I first noted this coincidence immediately after the Clarence Thomas confirmation hearings, when scientists reported an ozone depletion rate far greater than had previously been estimated. Thomas claimed to have never thought about Roe vs. Wade--an O.K. lie because it's "spin control." Concurrently, there was the news of Olie North's (a Time cover story in late October of 1991) revelations that President Reagan had lied about his knowledge of Contragate, and stories of how advertisers routinely lie to increase their sales (with even their "Health Foods" being unhealthy).
In February of 1996, the ozone hole stories coincided with Washington's Birthday. With the collapsing of George's and Abe's birthdays into a three-day Presidents Days shopping bonanza, we rarely read any more those moral parables reflected in the biographies of these two great Presidents.
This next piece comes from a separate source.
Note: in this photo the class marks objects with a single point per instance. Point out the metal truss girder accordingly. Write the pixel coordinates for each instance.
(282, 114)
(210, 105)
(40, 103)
But I did happen across one cherry tree story that led into the highlights of the most recent Josephson Institute of Ethics report. The study found 30 percent of high school students admitting they had shoplifted in the last 12 months, two-thirds confessing to cheating, and 45 percent saying that they had used physical force or assaulted someone during that same time frame. Warned Michael Josephson, the institute's executive director, the numbers represent "a hole in the moral ozone layer, and it's getting bigger."
Could it be that the hole in the ozone layer will continue to grow until society repairs the rent in its moral fabric? Admittedly this does not sound like the most scientific of insights (and not to sanction stupidity; it is, however, the Gump Era), but consider the possibility that the ozone layer is the new metaphor by which we now symbolize the moral order. Throughout time, cultures have given special symbolization and ritual to individuals' sense of interconnectedness with others: their trust in and respect for each other; their feelings of responsibility and caring; the respect they feel is due to authority; their sense of justice and fairness; and their faith in the future. This is the moral order, the "invisible shield" that protects us against such social cancers as social anarchy, anomie, wanton violence, dishonesty, selfishness and greed. It may be that that the ultimate object of religious worship and sense of the sacred is the moral order. And nowadays, like Pinocchio's nose, the ozone hole continues to grow each time that we lie during these cynical times.